As we devolve into our texty, Twittery modes of 21st century communication, the eloquence of Martin Luther King stands out in strong relief. One of America’s greatest orators, (a word we don’t use anymore) it’s difficult to comprehend all that he said, and did, in just 39 years, up until his assassination.
King’s message of non-violence, peace and equality is needed more than ever. His incomparable “I Have a Dream” speech is completely fundamental to the man, and our history, like Abraham Lincoln’s “Gettysburg Address.”
Like Lincoln, King said thoughtful, if less known, things all the time. Let’s reflect on the truth of his words today, and, as King urges, try to rise above our individualistic concerns.
•”A nation that continues year after year to spend more money on military defense than on programs of social uplift is approaching spiritual doom.”

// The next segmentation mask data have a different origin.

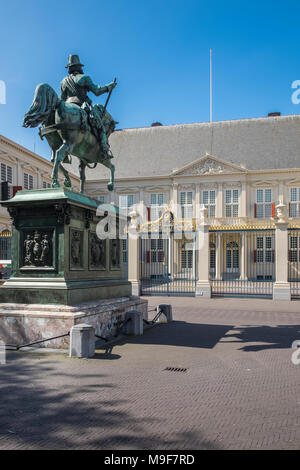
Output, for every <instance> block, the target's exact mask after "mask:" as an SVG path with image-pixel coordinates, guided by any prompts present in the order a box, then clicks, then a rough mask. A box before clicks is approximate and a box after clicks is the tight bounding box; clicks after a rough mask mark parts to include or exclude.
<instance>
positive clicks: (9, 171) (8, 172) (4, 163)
mask: <svg viewBox="0 0 300 470" xmlns="http://www.w3.org/2000/svg"><path fill="white" fill-rule="evenodd" d="M1 181H7V182H8V183H10V184H12V167H11V166H9V165H6V164H5V163H1Z"/></svg>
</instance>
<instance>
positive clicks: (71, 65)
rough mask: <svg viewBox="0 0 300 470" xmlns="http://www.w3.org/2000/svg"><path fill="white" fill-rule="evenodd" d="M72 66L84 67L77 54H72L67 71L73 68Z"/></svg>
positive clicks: (69, 61) (66, 67) (67, 67)
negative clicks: (72, 67)
mask: <svg viewBox="0 0 300 470" xmlns="http://www.w3.org/2000/svg"><path fill="white" fill-rule="evenodd" d="M72 65H81V67H83V66H84V64H82V63H81V62H80V60H79V56H78V55H76V54H70V55H69V63H68V65H66V69H67V68H69V67H72Z"/></svg>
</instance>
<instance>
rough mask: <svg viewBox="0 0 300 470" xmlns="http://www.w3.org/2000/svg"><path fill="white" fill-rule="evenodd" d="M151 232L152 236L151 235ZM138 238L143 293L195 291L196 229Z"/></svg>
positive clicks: (171, 294)
mask: <svg viewBox="0 0 300 470" xmlns="http://www.w3.org/2000/svg"><path fill="white" fill-rule="evenodd" d="M151 236H152V238H151ZM148 237H149V238H147V239H145V238H141V240H140V244H141V245H140V254H141V259H140V279H141V294H142V295H169V296H173V295H174V296H176V295H180V296H183V295H190V296H192V295H195V289H196V273H197V256H196V254H197V252H196V249H195V246H196V245H195V240H194V237H195V233H194V232H190V233H185V234H184V235H182V236H181V234H180V236H179V235H176V234H175V233H174V234H171V235H170V236H169V237H168V238H164V236H163V234H161V233H160V234H156V236H155V238H154V236H153V234H152V235H151V234H149V235H148Z"/></svg>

“An individual has not started living until he can rise above the narrow confines of his individualistic concerns to the broader concerns of all humanity.”
“I have decided to stick with love. Hate is too great a burden to bear.”
“And I must confess, my friends, that the road ahead will not always be smooth. There will still be rocky places of frustration and meandering points of bewilderment. There will be inevitable setbacks here and there. And there will be those moments when the buoyancy of hope will be transformed into the fatigue of despair. (Well) Our dreams will sometimes be shattered and our ethereal hopes blasted.”
“A genuine leader is not a searcher for consensus but a molder of consensus.”
“Whatever affects one directly, affects all indirectly. I can never be what I ought to be until you are what you ought to be. This is the interrelated structure of reality.”
“He who passively accepts evil is as much involved in it as he who helps to perpetrate it. He who accepts evil without protesting against it is really cooperating with it.”
“All labor that uplifts humanity has dignity and importance and should be undertaken with painstaking excellence.”
“The function of education is to teach one to think intensively and to think critically. Intelligence plus character — that is the goal of true education.”
“Rarely do we find men who willingly engage in hard, solid thinking. There is an almost universal quest for easy answers and half-baked solutions. Nothing pains some people more than having to think.”
“We must develop and maintain the capacity to forgive. He who is devoid of the power to forgive is devoid of the power to love. There is some good in the worst of us and some evil in the best of us. When we discover this, we are less prone to hate our enemies.”